While I agree, that we have stumbled into a collective ADHS induced by modern social media (consumption), I dislike the fatalistic way of saying “our attention was stolen”. It wasn’t stolen, we handed it over. Everyone was in charge of doing so and thus, we, as a society, are also in charge of gaining our attention back. Nothing stops us from not using all these apps and reconnecting at an actual person to person level. So let’s give it our best, read books, enjoy walks and learn to focus again.
Did you read the book?
The main takeaway of it is that slowly and pervasively we have been manipulated into handing over our focus. The techniques have been sophisticated and subtle.
If I were to convince you that it was worthwhile to hand over your life savings to me and then it was pointed out to you that you had been manipulated in to doing so, would you not take the view that the money had been stolen from you?

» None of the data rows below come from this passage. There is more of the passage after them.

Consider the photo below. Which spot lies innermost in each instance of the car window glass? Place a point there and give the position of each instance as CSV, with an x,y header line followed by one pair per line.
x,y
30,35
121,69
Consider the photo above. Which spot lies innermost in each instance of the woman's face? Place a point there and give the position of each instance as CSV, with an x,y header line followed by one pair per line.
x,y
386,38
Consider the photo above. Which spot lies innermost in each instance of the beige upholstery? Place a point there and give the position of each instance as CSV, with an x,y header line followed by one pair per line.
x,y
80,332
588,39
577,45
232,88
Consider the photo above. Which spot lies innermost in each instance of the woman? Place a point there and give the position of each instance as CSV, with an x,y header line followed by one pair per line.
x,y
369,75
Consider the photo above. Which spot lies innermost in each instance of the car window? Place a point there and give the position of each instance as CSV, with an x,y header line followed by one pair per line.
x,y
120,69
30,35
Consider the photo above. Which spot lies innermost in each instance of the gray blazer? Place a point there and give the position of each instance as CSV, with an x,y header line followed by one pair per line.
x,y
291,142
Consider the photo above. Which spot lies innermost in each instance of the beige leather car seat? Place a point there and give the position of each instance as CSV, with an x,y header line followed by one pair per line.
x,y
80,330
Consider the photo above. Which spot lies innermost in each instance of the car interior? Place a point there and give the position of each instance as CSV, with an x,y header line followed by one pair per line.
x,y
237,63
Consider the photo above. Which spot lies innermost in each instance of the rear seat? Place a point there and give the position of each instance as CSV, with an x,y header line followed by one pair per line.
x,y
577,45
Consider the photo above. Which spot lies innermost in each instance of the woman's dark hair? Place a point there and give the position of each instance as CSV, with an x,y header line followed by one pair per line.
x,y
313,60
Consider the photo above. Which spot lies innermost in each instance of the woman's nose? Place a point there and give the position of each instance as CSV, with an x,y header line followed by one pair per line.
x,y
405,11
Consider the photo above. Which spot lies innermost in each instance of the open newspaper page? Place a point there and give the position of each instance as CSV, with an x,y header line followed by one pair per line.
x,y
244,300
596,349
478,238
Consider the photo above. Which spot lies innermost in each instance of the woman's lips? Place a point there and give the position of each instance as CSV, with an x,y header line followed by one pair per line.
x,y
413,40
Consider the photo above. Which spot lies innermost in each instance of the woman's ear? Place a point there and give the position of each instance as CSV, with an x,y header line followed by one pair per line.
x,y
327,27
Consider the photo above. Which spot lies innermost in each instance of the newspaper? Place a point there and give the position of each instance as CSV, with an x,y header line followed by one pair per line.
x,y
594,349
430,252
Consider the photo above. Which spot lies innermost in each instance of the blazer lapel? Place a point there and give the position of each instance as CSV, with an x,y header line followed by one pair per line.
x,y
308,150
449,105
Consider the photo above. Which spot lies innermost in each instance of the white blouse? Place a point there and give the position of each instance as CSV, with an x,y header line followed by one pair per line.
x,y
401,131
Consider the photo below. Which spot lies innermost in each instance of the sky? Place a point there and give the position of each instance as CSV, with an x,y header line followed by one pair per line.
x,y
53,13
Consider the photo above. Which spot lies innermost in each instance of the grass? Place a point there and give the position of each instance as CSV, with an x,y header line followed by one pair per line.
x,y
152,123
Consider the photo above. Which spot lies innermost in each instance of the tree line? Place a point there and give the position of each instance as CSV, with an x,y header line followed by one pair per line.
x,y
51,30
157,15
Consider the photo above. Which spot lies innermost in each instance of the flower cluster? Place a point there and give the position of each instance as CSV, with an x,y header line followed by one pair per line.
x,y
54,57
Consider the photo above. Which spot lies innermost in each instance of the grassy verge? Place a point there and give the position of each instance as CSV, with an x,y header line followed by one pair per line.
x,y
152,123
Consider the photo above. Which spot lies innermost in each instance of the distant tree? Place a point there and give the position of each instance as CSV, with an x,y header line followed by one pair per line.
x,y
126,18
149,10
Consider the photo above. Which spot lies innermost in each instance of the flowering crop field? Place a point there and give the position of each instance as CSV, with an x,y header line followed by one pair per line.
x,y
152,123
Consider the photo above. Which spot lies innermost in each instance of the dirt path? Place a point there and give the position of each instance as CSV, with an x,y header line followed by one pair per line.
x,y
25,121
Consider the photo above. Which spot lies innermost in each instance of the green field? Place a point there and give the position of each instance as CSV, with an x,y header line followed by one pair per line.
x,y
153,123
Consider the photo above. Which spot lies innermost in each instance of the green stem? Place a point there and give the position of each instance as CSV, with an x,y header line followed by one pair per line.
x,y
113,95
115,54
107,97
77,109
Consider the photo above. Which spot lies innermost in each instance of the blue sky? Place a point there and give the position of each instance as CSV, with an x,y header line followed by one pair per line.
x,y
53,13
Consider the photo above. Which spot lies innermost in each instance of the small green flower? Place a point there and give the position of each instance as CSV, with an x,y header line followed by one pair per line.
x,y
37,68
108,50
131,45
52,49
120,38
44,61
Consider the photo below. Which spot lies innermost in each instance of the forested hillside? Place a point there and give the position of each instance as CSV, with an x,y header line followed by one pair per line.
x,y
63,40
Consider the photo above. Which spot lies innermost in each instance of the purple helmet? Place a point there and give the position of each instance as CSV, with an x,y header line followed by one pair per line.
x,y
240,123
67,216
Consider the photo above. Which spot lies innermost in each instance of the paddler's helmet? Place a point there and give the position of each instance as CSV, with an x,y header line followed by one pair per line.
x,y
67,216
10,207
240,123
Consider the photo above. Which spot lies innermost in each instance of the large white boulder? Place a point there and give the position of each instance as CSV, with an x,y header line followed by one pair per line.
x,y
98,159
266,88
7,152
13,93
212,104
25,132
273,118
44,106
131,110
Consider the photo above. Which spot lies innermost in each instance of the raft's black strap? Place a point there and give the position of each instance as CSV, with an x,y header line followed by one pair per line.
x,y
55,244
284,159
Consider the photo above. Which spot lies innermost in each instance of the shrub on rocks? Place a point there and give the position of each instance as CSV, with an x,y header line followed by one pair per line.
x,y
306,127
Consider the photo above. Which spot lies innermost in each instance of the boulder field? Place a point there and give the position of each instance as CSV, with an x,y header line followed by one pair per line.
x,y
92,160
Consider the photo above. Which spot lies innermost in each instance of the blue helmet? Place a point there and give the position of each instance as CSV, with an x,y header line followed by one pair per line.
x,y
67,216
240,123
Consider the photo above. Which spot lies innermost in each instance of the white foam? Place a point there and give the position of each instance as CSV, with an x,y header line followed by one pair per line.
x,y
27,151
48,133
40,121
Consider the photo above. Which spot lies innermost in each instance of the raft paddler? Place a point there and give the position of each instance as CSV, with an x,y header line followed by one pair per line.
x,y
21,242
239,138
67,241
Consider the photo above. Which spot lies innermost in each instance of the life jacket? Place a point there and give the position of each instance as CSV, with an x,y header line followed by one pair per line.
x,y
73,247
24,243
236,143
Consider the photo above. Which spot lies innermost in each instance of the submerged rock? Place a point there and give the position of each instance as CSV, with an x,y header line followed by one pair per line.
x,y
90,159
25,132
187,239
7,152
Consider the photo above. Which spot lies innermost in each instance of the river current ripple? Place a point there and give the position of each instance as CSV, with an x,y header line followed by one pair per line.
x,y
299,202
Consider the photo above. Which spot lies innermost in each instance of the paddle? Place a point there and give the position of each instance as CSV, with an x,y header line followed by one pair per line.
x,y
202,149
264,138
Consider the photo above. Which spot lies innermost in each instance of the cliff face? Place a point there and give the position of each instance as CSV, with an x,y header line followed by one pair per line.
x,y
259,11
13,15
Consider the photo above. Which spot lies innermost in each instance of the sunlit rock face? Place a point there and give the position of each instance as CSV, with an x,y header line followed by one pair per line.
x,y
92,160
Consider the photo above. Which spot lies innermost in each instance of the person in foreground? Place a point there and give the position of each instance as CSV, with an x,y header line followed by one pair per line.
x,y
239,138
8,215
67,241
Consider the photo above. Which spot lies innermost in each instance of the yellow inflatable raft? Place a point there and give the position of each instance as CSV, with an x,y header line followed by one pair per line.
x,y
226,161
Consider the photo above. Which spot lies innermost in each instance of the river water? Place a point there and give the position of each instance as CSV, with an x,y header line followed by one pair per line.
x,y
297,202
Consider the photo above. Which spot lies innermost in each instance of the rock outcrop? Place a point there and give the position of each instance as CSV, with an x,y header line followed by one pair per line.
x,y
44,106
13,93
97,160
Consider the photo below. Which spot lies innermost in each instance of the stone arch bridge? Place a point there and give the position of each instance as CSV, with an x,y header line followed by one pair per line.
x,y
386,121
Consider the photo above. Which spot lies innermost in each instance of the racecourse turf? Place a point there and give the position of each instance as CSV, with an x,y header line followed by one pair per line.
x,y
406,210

Similarly, for some, telling them to go cold-turkey on tech and social is not massively dissimilar to telling a smoker to just quit smoking, or a alcoholic to just stop drinking. Our brains have been conditioned to want the dopamine fix that our vices give us and it is a strong motivator. Just stopping is not that simple.
But to respond to one comment “we, as as society, are also in charge of gaining our attention back”, that is actually what the book leads to. In the realization that singularly the deck is stacked against us to fight this as much as we may try. It is hard to succeed and easy to fail. But as an organized group or body with the power and/or ability to collectively resist the methods of big tech, to legislate against the situation we are in now where the public are the commodity and the advertisers are the real client to social media companies, to make us the real clients who are catered too, then we stand a better chance.
I haven’t read the book and I also didn’t mean to take away from the conclusion that our attention span is gone and the way we interact with social media is at fault. However, I strongly oppose phrasing such things in a way that make us look like victims who aren’t in control of our lives. Take for example alcohol: It’s a drug that everyone knows is bad for the body, yet many people drink it. We are enticed by ads and peer pressure to join the “alcohol drinkers” and yet, if someone becomes an alcoholic or at least overly inclined to alcohol consumption, nobody says “their sobriety was stolen from them” but “they became a drinker/alcoholic”.
So yeah, I wholeheartedly agree that we need to tackle this issue both on an individual level and as a society, I just also think that we need to accept, that we always had it in our hands.